EUROPE – Real estate has the right characteristics to meet to meet the goals and objectives of European pension funds, according to US group Prudential Real Estate Investors.

In recent research looking at the longer term outlook for real estate compared with other asset classes, the company argues for greater allocations to the asset class to meet the needs of income conscious investors, as Europe’s pension funds will become as they mature.

“Property investment should increasingly become a vital component of the reformed retirement savings schemes in Europe,” says Prudential. It presents pension schemes, whether new or expanded, with a unique asset class, with attractive income, total return and return to risk ratio basis.

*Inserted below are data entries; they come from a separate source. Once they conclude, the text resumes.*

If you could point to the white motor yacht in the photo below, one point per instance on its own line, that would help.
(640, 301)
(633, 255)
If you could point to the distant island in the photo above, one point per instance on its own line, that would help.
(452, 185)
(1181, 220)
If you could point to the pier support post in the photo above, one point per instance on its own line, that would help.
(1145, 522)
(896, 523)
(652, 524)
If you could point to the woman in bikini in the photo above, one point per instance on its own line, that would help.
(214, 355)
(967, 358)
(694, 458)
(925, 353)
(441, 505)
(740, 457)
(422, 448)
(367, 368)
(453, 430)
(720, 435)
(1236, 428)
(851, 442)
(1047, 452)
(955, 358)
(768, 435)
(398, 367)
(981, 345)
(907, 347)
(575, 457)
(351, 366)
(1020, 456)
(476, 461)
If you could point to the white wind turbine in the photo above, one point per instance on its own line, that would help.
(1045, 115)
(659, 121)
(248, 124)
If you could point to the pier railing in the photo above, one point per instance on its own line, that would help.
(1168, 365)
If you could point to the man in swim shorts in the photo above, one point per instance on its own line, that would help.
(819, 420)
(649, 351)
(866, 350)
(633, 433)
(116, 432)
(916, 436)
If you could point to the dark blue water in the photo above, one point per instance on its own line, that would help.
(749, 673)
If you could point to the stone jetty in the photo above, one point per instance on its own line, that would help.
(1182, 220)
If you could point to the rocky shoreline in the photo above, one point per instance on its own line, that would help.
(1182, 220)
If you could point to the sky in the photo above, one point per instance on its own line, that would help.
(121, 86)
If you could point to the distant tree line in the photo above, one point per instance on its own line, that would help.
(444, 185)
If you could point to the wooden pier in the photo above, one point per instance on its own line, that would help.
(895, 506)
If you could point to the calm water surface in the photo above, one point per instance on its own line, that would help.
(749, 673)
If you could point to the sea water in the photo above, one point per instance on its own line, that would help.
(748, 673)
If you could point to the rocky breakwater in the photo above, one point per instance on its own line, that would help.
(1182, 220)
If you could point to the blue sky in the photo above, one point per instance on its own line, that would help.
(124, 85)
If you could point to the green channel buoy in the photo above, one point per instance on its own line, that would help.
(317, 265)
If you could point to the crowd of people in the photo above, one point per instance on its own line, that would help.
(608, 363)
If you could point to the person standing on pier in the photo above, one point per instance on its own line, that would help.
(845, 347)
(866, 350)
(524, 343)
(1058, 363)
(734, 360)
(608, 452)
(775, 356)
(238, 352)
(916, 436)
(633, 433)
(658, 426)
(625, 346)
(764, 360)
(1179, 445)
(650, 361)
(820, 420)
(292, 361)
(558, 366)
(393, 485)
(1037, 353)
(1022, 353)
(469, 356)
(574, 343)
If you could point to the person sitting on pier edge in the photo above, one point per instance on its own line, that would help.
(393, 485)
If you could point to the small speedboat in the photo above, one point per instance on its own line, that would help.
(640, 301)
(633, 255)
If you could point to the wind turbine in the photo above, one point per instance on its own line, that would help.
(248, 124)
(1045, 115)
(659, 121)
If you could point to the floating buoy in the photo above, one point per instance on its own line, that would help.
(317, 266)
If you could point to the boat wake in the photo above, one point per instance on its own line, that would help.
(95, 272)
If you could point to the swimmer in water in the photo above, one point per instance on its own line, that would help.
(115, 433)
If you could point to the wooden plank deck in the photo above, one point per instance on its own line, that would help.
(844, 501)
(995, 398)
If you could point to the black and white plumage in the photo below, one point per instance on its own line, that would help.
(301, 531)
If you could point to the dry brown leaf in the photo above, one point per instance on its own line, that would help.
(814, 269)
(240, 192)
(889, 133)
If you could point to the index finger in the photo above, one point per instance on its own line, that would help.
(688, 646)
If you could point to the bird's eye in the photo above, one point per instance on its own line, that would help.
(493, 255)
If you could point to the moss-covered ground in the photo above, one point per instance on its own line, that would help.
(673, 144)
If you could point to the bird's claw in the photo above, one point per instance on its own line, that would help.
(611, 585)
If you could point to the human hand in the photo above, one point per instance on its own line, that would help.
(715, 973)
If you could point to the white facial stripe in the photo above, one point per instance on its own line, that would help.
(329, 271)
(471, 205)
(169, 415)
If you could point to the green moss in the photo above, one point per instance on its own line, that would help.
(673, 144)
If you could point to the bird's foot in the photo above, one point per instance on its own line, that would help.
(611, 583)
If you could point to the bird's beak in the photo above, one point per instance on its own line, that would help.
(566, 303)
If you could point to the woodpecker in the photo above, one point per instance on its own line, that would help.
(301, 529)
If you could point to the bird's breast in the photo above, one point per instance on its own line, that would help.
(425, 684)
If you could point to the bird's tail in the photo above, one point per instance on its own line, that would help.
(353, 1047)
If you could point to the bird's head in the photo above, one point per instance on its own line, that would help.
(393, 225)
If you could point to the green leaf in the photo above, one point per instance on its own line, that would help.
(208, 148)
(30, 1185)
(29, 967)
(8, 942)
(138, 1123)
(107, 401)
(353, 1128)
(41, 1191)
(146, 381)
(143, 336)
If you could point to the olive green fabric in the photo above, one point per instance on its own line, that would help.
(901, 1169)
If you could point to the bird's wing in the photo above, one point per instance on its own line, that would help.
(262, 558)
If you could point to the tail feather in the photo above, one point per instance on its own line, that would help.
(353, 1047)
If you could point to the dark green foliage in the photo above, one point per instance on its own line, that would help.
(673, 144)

Looking at the situation in a number of key pensions markets, it points to different scenarios for equities, bonds and real estate. In the UK for example, the expected return for real estate based on historical parameters, could be between 4.1 and 14.6% annually over the next 10 years. The same assumptions show equities’ equivalent range as 1.6% to 13.5% at the most optimistic, while the bonds the projections are from –3.8% to 4.8%.

For the Netherlands, the equivalent expected annual return range would be 4.0 to 11.5% for real estate, with 1.6 to 17.5% for equities, and -0.1% to 3.6% for bonds. In Germany, the real estate expected return range over the 10 years, 3.4 to 10.4% in the case of real estate, 0.6% to to14.6% for equities and –0.3 to 3.6% for bonds.

In Switzerland, real estate return range over the 10 years, is 2.9% to 9.0%; 0.1% to 13.2% for equities and –2.0% to 2.8% for bonds.

In the past, Europe’s pension funds have maintained “ a relatively small allocation to property,” says Prudential. “With few exceptions, most countries funds hold 10% or less. The group see funds increasingly broadening their exposure to alternatives, particularly real estate.